Background: Patients with colon adenocarcinoma (COAD) exhibit significant heterogeneity in overall survival. The current tumor-node-metastasis staging system is insufficient to provide a precise prediction for prognosis. Identification and evaluation of new risk models by using big cancer data may provide a good way to identify prognosis-related signature.

Methods: We integrated different datasets and applied bioinformatic and statistical methods to construct a robust immune-associated risk model for COAD prognosis. Furthermore, a nomogram was constructed based on the gene signature and clinicopathological features to improve risk stratification and quantify risk assessment for individual patients.

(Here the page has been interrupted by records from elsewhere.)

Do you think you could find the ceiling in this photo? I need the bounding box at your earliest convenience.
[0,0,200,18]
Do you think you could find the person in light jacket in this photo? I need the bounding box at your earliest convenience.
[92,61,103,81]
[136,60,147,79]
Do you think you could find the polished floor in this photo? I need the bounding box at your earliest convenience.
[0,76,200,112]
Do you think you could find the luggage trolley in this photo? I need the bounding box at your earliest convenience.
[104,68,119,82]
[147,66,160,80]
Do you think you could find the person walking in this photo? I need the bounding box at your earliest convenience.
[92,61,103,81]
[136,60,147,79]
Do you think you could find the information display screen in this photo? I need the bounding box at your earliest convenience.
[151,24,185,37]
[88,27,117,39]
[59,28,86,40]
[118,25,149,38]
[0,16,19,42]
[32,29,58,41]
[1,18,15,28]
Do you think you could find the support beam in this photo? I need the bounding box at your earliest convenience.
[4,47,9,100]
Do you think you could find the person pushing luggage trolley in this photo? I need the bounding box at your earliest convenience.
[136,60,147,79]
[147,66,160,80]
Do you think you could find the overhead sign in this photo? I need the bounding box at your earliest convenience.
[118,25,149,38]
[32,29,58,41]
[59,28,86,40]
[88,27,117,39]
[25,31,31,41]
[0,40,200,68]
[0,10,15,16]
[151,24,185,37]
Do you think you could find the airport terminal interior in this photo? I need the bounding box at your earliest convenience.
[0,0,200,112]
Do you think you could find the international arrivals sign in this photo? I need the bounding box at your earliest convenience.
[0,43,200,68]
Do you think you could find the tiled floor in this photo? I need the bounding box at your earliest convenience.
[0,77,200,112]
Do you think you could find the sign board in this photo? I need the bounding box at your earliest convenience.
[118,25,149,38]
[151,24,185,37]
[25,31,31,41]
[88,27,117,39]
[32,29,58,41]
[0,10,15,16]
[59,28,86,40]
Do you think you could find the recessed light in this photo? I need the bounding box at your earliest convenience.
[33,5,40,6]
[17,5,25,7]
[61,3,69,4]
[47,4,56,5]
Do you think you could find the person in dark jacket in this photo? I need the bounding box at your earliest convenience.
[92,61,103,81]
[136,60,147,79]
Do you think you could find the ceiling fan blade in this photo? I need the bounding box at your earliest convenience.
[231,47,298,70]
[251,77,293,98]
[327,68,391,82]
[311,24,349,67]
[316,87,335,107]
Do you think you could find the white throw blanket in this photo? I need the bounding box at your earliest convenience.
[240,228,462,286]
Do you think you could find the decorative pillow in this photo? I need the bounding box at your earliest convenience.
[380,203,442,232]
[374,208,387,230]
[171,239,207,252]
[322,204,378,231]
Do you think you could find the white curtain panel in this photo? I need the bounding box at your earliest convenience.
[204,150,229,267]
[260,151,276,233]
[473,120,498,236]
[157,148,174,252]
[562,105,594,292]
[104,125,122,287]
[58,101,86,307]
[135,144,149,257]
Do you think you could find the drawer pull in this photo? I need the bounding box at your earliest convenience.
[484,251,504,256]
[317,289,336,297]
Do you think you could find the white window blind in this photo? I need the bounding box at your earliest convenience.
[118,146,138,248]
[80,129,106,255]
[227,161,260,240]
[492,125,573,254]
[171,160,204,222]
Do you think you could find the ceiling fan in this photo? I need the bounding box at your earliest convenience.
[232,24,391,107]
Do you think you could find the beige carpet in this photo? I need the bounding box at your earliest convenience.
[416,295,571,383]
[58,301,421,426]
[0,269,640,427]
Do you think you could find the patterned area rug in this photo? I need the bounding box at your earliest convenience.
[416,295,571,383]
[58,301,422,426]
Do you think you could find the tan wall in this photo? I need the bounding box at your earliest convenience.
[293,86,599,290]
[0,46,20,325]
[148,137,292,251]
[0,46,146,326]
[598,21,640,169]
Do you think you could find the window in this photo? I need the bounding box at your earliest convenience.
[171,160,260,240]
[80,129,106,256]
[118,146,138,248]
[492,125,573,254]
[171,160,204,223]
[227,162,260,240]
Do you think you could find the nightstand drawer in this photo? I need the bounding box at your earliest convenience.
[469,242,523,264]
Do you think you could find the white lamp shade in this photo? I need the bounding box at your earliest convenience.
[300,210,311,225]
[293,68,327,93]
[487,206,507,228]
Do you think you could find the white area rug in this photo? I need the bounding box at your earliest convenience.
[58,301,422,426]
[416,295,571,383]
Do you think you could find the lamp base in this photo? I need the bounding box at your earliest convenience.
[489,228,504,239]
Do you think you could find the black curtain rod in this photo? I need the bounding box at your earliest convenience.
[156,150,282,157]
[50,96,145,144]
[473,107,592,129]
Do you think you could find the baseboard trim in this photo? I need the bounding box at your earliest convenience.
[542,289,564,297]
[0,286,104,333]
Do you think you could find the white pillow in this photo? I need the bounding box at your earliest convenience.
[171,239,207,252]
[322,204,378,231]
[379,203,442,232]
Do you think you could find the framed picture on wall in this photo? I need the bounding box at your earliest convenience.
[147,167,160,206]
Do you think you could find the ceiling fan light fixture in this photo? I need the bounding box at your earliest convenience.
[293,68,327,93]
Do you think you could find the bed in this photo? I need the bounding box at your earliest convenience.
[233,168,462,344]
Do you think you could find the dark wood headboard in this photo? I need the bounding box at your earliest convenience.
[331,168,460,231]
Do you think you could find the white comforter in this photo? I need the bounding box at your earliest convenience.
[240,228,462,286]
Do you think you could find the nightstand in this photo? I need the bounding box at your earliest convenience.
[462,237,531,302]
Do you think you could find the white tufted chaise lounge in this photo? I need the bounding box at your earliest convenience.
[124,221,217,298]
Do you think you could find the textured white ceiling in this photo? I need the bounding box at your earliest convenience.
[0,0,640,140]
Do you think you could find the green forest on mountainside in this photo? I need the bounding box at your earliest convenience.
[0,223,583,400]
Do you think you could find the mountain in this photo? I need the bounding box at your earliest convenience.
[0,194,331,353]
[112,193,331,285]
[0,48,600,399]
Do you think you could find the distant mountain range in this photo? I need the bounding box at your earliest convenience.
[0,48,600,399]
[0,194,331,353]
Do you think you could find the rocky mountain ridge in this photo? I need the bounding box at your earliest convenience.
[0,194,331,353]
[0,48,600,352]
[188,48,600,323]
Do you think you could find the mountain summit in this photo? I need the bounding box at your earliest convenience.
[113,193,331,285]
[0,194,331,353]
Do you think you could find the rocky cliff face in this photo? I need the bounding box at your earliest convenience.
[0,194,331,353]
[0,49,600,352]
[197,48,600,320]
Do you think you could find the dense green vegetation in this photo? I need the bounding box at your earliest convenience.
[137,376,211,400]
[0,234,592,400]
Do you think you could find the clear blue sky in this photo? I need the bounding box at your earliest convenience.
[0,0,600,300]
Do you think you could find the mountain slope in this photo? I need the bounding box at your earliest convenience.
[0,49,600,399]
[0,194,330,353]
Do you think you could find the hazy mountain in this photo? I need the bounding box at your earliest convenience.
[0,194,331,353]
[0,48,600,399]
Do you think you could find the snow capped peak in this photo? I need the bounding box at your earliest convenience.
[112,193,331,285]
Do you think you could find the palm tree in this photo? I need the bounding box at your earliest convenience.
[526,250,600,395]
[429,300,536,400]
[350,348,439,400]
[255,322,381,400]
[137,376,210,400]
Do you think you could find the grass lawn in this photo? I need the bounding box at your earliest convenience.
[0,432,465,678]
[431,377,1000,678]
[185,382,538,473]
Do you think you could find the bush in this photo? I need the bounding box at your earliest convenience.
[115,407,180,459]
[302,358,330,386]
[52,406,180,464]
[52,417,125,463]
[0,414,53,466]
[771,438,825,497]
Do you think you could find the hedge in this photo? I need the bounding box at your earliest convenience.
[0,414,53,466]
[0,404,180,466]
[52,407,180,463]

Results: The immune-associated risk model discriminated high-risk patients in our investigated and validated cohorts. Survival analyses demonstrated that our gene signature served as an independent risk factor for overall survival and the nomogram exhibited high accuracy. Functional analysis interpreted the correlation between our risk model and its role in prognosis by classifying groups with different immune activities. Remarkably, patients in the low-risk group showed higher immune activity, while those in the high-risk group displayed a lower immune activity.

Conclusions: Our study provides a novel tool that may contribute to the optimization of risk stratification for survival and personalized management of COAD.